The multispectral reflectance imaging demonstrated in real-time that improved CBF translates into increased oxygen delivery and higher CMRO2
, 2 critical determinants of tissue viability. Moreover, oxygen metabolism progressively increases in penumbra over time and is improved even in the severely ischemic core. It should be noted, however, that the relative increase in CBF exceeded the increase in CMRO2
, perhaps suggesting irreversible impairment in oxygen utilization in a subset of cells. Induced hypertension has previously been reported to reduce tissue lactate levels in focal ischemia,44
providing indirect evidence for utilization of increased oxygen delivery by ischemic brain metabolism. Consistent with this observation, induced hypertension decreased infarct volume by almost 50%. The volume of ischemic tissue swelling was not increased by hypertension, suggesting that any potential increase in edema formation by induced hypertension was offset by a net reduction in infarct volume. Consistent with these findings, published experimental data suggest that induced hypertension does not increase ischemic brain edema or intrainfarct hematoma formation and may be safe even when administered after reperfusion.12-15,45-48
We also found that the deleterious effect of PIDs on CBF and oxygenation were ameliorated by induced hypertension, providing an additional mechanism for metabolic improvement.

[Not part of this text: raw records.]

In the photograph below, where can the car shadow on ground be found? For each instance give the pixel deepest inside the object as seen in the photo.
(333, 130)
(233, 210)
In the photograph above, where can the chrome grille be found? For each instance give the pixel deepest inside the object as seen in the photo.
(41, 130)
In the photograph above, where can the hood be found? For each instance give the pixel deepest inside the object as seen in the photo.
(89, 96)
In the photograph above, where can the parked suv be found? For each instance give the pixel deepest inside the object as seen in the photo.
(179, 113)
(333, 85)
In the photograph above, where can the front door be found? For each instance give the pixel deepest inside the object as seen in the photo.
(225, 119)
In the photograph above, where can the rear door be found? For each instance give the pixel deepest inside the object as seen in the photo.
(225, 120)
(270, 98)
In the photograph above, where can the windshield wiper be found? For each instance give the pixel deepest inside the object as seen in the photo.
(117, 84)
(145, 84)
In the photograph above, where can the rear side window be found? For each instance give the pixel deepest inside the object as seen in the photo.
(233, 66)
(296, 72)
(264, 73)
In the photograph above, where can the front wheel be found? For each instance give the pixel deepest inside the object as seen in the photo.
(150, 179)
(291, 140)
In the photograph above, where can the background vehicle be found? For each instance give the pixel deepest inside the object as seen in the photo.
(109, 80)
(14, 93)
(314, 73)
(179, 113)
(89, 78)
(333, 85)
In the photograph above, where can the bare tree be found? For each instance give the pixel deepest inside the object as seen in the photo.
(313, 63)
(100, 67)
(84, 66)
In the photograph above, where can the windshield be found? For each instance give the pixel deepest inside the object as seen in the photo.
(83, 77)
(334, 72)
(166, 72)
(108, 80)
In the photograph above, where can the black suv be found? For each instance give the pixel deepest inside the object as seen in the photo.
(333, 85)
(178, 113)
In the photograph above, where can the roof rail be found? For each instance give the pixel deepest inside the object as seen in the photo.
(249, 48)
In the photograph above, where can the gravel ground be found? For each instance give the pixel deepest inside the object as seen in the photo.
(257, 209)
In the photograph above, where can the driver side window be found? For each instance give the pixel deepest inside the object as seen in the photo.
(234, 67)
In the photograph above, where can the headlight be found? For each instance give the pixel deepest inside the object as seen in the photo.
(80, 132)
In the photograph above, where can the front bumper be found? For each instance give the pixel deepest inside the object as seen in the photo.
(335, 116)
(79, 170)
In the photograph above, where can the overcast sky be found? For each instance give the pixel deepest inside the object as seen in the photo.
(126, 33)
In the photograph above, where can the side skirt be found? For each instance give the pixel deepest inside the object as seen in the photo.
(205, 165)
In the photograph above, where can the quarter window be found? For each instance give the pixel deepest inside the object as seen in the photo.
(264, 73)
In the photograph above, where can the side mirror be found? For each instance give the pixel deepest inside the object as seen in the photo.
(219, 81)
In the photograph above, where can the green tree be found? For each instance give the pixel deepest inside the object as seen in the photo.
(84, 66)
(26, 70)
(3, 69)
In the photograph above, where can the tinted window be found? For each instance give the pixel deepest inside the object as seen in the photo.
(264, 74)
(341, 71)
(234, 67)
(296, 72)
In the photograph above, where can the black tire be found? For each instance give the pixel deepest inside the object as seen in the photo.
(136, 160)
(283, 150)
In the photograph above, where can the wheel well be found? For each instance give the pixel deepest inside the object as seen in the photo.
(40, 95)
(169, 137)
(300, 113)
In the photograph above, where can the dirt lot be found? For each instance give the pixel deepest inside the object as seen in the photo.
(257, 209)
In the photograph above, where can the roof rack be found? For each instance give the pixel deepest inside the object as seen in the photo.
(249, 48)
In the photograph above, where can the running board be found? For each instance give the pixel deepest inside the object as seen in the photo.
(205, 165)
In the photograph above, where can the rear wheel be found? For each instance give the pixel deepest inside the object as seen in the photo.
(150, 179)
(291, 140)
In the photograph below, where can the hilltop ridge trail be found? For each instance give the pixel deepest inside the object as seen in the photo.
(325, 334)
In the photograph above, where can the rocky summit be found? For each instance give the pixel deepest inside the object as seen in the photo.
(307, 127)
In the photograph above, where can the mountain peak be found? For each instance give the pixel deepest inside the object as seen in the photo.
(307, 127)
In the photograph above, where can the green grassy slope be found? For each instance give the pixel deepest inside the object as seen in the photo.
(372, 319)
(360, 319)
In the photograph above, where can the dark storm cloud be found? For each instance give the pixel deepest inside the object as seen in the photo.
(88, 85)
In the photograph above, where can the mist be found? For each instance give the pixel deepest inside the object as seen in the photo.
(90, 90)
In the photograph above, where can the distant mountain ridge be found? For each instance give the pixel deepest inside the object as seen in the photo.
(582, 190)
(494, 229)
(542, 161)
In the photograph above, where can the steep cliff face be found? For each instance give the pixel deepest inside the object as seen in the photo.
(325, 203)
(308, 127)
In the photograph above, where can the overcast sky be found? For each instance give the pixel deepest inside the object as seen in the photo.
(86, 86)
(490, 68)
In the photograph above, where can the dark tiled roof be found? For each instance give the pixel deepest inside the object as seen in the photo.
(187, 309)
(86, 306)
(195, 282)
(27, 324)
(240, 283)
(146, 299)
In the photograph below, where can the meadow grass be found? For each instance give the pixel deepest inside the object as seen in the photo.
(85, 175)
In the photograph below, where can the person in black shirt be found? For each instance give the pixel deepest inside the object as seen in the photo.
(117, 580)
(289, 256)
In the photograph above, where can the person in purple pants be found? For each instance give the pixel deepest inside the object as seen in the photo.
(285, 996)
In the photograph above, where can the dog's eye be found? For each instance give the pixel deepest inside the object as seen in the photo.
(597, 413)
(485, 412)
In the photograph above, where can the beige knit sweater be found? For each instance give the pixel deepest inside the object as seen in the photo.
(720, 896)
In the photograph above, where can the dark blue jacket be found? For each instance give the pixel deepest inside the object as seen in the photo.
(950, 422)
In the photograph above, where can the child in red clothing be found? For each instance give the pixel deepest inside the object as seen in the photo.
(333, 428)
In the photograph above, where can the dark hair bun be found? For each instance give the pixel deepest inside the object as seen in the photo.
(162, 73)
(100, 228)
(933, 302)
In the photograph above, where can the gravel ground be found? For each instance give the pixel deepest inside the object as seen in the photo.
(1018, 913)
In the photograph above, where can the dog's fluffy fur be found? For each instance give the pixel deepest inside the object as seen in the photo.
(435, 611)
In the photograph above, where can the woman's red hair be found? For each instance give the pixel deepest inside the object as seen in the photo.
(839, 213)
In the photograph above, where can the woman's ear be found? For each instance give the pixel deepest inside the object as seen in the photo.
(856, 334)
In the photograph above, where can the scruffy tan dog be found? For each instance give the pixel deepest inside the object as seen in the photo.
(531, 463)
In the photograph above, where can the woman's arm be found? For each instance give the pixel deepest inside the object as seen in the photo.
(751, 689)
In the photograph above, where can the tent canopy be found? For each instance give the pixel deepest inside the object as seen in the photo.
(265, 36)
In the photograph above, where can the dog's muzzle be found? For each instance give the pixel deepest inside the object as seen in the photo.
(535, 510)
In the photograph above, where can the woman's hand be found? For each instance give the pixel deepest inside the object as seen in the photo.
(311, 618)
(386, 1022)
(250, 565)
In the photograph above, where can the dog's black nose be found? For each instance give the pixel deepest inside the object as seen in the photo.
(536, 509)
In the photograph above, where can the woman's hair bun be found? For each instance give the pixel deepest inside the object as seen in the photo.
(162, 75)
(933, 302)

Although observational studies and small clinical trials in carefully selected patients suggest that induced hypertension is feasible and probably safe and effective, larger studies of unselected patients indicate that high blood pressure during acute ischemic stroke is associated with poor outcome,49-51
higher risk of early recurrence,49
and malignant brain swelling53
in acute stroke. Clearly not all patients will benefit from induced hypertension. Patients with stroke with an identifiable blood pressure threshold above which neurological deficits improve19
are likely to benefit as may patients with significant diffusion–perfusion MRI mismatch. Our data suggest that improved cerebral perfusion and metabolism (eg, perfusion-weighted MRI and MR spectroscopy for tissue lactate) may provide a more sensitive measure than acute improvement in neurological examination for patient selection.
Our data strongly suggest that when instituted early after vascular occlusion, mild pharmacologically induced hypertension increases cerebral perfusion and oxygen delivery, improves CMRO2, and reduces infarct volume in this distal cortical branch occlusion model; the efficacy of induced hypertension in more proximal arterial occlusions (eg, filament MCAO) or when collateral channels are limited (eg, contralateral stenosis or occlusion), however, needs further testing. Improved understanding of the dynamics of collateral perfusion and risk factors for edema and hemorrhage will be critical to determine the usefulness of induced hypertension in acute stroke management.